11Plotseling verschenen er vingers van een mensenhand die iets schreven op de gepleisterde muur tegenover de kroonkandelaar. De koning zag met eigen ogen de rug van de schrijvende hand. 12Hij verbleekte en werd zo bang dat zijn knieën knikten en zijn benen het begaven. 13‘Breng de bezweerders, astrologen en waarzeggers hier!’ schreeuwde hij. ‘Wie kan lezen wat daar op de muur staat en mij vertelt wat het betekent, zal worden gekleed in purperen kleren van koninklijke waardigheid en een gouden ketting om zijn hals krijgen. Hij zal als derde man het koninkrijk regeren!’ 14Maar toen de geleerden kwamen, kon geen van hen het geschrevene begrijpen of verklaren. 15De angst van de koning nam toe. Zijn gezicht was doodsbleek en ook zijn bestuurders waren ontzet. 16Toen de koningin de kreten hoorde, haastte zij zich naar de feestzaal en zei tegen Belsassar: ‘Majesteit! Het is niet nodig zo bang te worden! 17Er is een man in uw koninkrijk in wie de geest van de heilige goden woont. In de tijd van uw vader bleek deze man te beschikken over grote wijsheid en diep verstand, een wijsheid als die van de goden. Uw vader Nebukadnessar benoemde hem tot hoofd van de geleerden, bezweerders, astrologen en waarzeggers. 18Laat deze man Daniël, of Beltesassar zoals de koning hem noemde, hier komen. Hij is enorm wijs en heeft buitengewoon veel kennis en inzicht. Hij kan dromen verklaren, raadselachtige spreuken oplossen en knopen ontwarren. Hij zal u kunnen vertellen wat deze woorden betekenen.’

19Daniël werd in allerijl naar de koning gebracht en de vorst vroeg: ‘Bent u de Daniël die mijn vader uit Juda heeft weggevoerd? 20Ik heb gehoord dat de geest van de goden in u woont en dat u beschikt over een bijzondere verlichting, een groot verstand en erg veel wijsheid. 21Mijn wijze mannen en bezweerders zijn bij mij geweest en hebben geprobeerd de woorden op de muur te lezen en die aan mij te verklaren, maar zij waren daartoe niet in staat. 22Ik heb echter gehoord dat u allerlei geheimen kunt ontsluieren.
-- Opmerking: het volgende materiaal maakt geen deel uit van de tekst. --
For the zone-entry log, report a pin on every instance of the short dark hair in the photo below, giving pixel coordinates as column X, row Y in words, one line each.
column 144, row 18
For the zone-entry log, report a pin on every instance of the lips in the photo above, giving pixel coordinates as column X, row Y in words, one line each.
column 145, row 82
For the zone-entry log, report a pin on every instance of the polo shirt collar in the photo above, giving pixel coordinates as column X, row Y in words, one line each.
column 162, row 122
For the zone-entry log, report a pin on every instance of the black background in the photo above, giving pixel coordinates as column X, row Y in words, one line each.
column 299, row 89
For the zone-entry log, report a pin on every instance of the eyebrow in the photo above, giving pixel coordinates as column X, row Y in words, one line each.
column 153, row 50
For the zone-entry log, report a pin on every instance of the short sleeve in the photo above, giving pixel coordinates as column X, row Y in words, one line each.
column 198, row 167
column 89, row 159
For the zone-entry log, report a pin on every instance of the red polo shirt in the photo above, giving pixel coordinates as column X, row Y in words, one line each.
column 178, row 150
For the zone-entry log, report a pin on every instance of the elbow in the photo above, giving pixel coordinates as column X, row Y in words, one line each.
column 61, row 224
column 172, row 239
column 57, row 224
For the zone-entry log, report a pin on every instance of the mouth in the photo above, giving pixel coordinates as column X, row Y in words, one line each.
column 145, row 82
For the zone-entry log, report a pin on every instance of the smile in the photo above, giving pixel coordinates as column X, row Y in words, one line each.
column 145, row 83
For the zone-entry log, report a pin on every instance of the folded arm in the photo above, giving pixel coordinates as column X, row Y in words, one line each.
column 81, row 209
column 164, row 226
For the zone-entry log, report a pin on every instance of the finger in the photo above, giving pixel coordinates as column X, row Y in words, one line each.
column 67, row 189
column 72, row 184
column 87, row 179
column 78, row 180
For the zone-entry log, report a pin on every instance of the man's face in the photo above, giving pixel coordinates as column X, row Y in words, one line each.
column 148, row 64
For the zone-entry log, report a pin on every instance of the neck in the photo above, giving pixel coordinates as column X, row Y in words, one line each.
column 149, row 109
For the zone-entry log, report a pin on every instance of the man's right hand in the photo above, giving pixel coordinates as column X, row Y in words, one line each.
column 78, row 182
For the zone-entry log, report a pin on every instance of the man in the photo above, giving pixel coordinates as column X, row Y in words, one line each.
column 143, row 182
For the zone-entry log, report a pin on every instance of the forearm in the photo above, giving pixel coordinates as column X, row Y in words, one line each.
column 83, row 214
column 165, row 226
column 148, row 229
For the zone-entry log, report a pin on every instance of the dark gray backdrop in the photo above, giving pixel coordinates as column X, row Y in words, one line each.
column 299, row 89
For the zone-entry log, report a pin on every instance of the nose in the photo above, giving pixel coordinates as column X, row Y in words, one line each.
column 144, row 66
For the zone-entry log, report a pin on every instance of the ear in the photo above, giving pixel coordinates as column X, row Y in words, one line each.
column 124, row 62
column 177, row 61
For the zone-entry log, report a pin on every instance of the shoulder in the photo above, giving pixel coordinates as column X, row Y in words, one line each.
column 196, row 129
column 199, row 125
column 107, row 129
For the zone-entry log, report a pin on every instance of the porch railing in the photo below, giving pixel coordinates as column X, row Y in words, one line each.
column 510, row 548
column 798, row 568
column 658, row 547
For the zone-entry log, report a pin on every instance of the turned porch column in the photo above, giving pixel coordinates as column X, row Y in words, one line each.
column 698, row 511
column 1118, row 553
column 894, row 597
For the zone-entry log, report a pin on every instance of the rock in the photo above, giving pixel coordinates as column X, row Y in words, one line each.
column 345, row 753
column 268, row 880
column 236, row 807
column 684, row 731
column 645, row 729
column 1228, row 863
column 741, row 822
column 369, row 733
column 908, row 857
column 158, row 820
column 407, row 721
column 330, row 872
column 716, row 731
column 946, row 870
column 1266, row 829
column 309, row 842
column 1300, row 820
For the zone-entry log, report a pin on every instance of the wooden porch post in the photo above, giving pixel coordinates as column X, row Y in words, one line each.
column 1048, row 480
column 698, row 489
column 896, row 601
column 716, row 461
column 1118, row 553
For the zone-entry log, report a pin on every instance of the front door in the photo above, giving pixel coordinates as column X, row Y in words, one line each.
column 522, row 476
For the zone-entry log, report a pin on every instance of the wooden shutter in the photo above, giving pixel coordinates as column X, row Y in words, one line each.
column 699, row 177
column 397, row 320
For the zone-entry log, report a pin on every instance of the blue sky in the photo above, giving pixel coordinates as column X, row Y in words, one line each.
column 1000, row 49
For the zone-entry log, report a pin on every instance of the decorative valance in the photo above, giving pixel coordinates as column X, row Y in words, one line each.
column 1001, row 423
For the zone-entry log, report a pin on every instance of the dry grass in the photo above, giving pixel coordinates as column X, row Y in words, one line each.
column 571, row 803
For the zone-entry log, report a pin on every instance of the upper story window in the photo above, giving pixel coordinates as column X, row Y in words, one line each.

Welnu, als u mij de betekenis van deze woorden kunt uitleggen, zult u worden gekleed in purperen kleren en een gouden ketting om uw hals krijgen. Bovendien zult u als derde man regeren over mijn rijk.’

23Daniël antwoordde: ‘Geef uw geschenken maar aan een ander. Ik zal u evengoed wel vertellen wat daar staat en wat het betekent. 24Majesteit, God, de Allerhoogste, heeft uw vader Nebukadnessar een koninkrijk en eer, luister en majesteit geschonken. 25Hij schonk hem zoveel macht dat alle volken ter wereld voor hem beefden van angst en ontzag. Hij doodde wie hij wilde en spaarde wie bij hem in de gunst stond. Naar zijn believen werden mensen verhoogd of vernederd. 26Maar toen hij trots en overmoedig werd, is hij van de troon gestoten en van zijn eer beroofd. 27Hij werd verstoten uit de samenleving en zijn innerlijk veranderde in dat van een dier. Hij woonde bij de wilde ezels, at gras als een koe en zijn lichaam werd nat van de dauw uit de hemel. Dat bleef zo tot hij erkende dat God, de Allerhoogste, de opperheerschappij voert over alle koninkrijken op aarde en dat Hij daarin aanstelt wie Hij wil. 28U, zijn zoon Belsassar, was van dit alles op de hoogte, maar u hebt u desondanks niet vernederd.